[PATCH bpf-next 1/5] perf/core: Add PERF_FORMAT_LOST read_format

From: Daniel Xu
Date: Tue Sep 17 2019 - 09:31:36 EST


It's useful to know kprobe's nmissed count. For example with tracing
tools, it's important to know when events may have been lost. debugfs
currently exposes a control file to get this information, but it is not
compatible with probes registered with the perf API.

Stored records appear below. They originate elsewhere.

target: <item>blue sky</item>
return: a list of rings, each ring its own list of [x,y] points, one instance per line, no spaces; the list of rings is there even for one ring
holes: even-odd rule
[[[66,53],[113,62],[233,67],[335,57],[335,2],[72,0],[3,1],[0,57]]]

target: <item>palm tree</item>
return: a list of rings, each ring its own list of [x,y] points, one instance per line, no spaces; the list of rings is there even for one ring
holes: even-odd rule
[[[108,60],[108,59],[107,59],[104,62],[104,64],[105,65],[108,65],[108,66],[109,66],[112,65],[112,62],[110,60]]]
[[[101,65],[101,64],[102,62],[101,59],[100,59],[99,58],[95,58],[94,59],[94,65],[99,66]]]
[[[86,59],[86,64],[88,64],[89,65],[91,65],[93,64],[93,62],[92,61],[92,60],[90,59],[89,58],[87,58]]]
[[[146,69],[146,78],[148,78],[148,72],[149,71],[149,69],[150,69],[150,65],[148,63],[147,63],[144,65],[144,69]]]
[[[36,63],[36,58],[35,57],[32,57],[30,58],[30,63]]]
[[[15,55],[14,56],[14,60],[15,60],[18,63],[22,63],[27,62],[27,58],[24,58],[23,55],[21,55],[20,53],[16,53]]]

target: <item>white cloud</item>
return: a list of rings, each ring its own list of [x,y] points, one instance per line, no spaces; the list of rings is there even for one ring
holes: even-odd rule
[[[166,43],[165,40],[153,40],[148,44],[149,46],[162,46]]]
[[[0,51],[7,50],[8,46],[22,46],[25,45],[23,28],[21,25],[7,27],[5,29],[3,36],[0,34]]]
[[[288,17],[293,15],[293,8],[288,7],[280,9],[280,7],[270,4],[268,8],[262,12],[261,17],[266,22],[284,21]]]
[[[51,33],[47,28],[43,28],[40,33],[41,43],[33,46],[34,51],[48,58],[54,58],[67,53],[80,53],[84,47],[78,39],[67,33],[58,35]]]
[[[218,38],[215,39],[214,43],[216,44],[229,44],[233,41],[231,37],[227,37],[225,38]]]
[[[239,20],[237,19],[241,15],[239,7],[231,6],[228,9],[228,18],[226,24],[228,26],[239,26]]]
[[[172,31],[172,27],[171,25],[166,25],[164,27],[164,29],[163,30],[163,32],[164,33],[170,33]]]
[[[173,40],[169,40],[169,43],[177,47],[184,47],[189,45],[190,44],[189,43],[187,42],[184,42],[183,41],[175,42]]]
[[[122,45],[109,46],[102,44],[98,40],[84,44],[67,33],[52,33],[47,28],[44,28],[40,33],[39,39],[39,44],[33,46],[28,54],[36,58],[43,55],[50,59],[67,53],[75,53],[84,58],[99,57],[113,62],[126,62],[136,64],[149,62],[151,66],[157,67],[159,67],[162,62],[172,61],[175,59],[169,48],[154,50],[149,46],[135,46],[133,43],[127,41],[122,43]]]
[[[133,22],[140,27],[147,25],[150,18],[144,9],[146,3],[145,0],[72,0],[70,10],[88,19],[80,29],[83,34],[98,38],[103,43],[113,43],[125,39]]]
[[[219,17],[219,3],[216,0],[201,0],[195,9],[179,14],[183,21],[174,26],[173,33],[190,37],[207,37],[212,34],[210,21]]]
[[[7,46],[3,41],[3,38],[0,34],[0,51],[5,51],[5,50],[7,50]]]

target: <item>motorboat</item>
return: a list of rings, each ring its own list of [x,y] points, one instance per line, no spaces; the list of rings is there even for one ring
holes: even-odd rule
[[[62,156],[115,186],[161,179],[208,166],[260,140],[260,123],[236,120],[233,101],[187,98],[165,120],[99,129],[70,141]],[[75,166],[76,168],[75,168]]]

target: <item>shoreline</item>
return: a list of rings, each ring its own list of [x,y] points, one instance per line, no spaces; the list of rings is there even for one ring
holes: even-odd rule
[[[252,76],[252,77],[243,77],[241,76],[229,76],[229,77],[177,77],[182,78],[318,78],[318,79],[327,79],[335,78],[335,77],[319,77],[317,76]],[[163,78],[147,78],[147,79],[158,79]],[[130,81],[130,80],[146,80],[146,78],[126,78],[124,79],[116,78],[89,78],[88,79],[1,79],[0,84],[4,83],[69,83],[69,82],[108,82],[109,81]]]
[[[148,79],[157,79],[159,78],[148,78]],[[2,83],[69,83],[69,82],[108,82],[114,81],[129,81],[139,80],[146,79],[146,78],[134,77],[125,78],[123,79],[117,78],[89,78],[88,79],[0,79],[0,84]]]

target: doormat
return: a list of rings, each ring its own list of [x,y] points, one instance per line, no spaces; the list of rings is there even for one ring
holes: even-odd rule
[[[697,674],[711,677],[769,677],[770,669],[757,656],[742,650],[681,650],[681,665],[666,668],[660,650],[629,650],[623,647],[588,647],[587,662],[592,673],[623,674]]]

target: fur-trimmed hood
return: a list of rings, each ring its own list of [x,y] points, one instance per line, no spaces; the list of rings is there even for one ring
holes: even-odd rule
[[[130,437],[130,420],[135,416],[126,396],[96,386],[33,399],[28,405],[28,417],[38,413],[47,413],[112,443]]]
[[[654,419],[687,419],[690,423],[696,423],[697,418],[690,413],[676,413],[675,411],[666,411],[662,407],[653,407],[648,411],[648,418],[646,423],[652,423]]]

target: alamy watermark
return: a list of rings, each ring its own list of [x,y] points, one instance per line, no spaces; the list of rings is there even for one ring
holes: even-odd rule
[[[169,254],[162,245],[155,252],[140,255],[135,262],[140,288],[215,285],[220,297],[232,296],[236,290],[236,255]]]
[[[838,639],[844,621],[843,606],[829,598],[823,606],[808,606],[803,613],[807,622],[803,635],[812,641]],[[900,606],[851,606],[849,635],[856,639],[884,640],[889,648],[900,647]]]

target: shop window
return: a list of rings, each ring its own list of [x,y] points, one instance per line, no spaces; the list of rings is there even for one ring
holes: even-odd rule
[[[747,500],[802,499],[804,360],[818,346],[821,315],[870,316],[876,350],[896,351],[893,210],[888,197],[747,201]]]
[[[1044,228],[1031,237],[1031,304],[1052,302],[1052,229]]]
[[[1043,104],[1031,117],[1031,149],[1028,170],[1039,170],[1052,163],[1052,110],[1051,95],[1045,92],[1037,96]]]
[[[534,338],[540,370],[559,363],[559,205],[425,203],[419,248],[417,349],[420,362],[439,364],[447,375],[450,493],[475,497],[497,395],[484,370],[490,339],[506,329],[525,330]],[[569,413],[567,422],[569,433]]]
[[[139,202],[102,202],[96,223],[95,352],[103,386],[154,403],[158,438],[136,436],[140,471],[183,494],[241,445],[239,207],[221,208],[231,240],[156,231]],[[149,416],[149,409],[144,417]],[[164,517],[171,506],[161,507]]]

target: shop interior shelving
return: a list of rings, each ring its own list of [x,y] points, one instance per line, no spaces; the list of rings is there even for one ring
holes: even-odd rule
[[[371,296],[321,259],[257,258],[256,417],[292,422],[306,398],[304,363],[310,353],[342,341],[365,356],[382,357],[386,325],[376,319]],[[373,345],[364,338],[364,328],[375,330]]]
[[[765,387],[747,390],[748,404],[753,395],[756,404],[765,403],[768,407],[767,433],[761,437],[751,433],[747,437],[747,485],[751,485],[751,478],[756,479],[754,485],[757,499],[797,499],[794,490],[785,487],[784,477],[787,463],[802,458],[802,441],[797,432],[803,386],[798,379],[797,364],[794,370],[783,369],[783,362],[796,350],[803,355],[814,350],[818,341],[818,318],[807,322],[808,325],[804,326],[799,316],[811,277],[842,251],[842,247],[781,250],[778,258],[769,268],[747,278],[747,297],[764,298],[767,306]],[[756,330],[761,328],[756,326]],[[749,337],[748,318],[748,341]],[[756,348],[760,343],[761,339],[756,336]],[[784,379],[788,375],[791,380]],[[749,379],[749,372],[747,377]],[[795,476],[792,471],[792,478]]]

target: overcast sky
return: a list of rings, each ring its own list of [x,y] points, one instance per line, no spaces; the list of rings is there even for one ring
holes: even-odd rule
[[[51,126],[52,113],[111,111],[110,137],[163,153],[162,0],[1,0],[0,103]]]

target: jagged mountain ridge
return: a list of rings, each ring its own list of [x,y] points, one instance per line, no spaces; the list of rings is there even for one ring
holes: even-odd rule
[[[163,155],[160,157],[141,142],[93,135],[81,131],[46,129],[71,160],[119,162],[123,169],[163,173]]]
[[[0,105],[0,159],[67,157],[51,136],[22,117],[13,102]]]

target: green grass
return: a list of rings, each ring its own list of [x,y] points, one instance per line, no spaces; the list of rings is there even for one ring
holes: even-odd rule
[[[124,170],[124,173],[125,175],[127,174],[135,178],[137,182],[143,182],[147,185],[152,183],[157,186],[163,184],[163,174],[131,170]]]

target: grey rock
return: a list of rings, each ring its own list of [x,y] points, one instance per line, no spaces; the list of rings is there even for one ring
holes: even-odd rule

While bpf programs may be able to manually count nhit, there is no way
to gather nmissed. In other words, it is currently not possible to this
retrieve information about FD-based probes.

This patch adds a new field to perf's read_format that lets users query
misses. Misses include both misses from the underlying kprobe
infrastructure and misses from ringbuffer infrastructure.

Signed-off-by: Daniel Xu <dxu@xxxxxxxxx>
---
include/linux/trace_events.h | 1 +
include/uapi/linux/perf_event.h | 5 ++++-
kernel/events/core.c | 39 ++++++++++++++++++++++++++++++---
kernel/trace/trace_kprobe.c | 8 +++++++
4 files changed, 49 insertions(+), 4 deletions(-)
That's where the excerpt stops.